By Army Staff Sgt. Matthew Chlosta
Special to American Forces Press Service
Sept. 20, 2008 - The Joint POW/MIA Accounting Command held a ceremony at the National Memorial Cemetery of the Pacific here yesterday to commemorate POW/MIA Day. After bright sunshine finally pushed away the grey clouds, Navy Rear Adm. Donna Crisp, JPAC commander, began the event by pointing out the observance's significance.
"Today, we pause to reflect on the heroism of tens of thousands of Americans who endured the hardship of enemy confinement, and those whose fate in time of war still remain unknown to this day," Crisp said. "POW/MIA Recognition Day events are held all over our nation on this day to remind us of those Americans who have sacrificed so much for their country."

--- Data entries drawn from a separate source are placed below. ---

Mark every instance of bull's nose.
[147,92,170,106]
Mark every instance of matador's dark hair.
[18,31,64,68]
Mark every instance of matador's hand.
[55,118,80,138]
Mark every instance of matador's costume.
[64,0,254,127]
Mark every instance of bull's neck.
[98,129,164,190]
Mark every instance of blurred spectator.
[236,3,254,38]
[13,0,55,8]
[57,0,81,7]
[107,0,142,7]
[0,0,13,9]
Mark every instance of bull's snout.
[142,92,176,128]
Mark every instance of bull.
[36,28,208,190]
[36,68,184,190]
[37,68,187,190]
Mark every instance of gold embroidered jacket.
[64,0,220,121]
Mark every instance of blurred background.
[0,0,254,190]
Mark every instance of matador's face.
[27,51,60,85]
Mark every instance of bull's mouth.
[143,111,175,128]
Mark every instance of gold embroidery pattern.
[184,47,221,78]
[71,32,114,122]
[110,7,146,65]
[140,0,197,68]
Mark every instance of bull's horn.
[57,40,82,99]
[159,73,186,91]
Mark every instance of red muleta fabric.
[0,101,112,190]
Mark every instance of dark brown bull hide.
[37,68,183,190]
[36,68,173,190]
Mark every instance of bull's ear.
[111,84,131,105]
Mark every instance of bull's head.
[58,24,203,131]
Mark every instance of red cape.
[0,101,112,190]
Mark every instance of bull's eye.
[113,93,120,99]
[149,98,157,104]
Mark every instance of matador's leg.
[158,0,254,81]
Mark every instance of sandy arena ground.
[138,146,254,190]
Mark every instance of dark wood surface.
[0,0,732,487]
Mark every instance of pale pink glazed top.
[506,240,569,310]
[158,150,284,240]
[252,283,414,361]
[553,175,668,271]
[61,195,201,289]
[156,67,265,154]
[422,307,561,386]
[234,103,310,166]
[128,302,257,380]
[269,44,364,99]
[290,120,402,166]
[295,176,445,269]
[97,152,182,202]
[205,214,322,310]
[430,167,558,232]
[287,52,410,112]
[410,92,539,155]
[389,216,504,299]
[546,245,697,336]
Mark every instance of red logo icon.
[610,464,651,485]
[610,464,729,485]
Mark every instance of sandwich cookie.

The overflow crowd contained a patriotic mix of war veterans groups, active duty military members, civilians, tourists and even members of the Combat Veterans Motorcycle Association's Hawaii Chapter, who rode to the ceremony on their motorcycles in tribute. The dozen or so CVMA members in attendance wore jeans and leather vests with their distinctive "Combat Vets" crest emblazoned on the back.
One CVMA member, Army Staff Sgt. Jamie Medinger, who served with the 25th Infantry Division's 3rd Brigade Combat Team, said POW/MIA Day means "honoring those lost brothers, those that are no longer with us, those that are gone but not forgotten."
The burly, but soft-spoken Medinger, who served one tour in Afghanistan and two in Iraq, is currently in a warrior transition brigade at Schofield Barracks here. He is in rehabilitation and treatment for injuries he suffered in a roadside-bomb attack in Iraq.
"I came out to honor those fallen brothers and honor those who gave the ultimate sacrifice," Medinger said.
In the day's keynote speech, retired Navy Capt. James Hickerson recounted his time as a prisoner of war in Hanoi.
Hickerson was captured after he ejected from his plane when it was shot down over Vietnam. "As I was floating down in my parachute," he said, "I thought, 'Maybe I've got a problem here.'" He spent five years in a Hanoi prison camp.
After being tortured and sleeping on concrete for five years, he said, he still appreciates something as simple as the softness of a pillow.
"My wife didn't know if I was dead or alive," he said. God, country and his fellow POWs got him through the ordeal, he added.
"The 'Hanoi Hilton' taught me so much [about] what my country means to me," he said. "There was no doubt in my mind that you'd come get me. What a great country we belong to, and we have a great country because of all the names on the walls around us here."
Despite his experience in capitivity, Hickerson said, he considers himself fortunate.
"You're looking at a very, very lucky man -- lucky because I am alive today," he said.
Hickerson spoke to an attentive audience that was full of local veterans groups, easy to distinguish by their distinctive Hawaiian shirts and military style flight caps. One group, the military Order of the Purple Heart, stood out with distinctive purple hats, lavender flowered-print garments and their exclusive membership criteria: you can only be a member if you've received the Purple Heart.
"Today is the day that I remember some of my buddies that are still back there," Korean War veteran Thomas Tanaka, a MOPH member, said. "It means a lot -- a day we should remember all the veterans. Hopefully, they'll come back one day."
(Army Staff Sgt. Matthew Chlosta serves in the Joint POW/MIA Acounting Command Public Affairs Office.)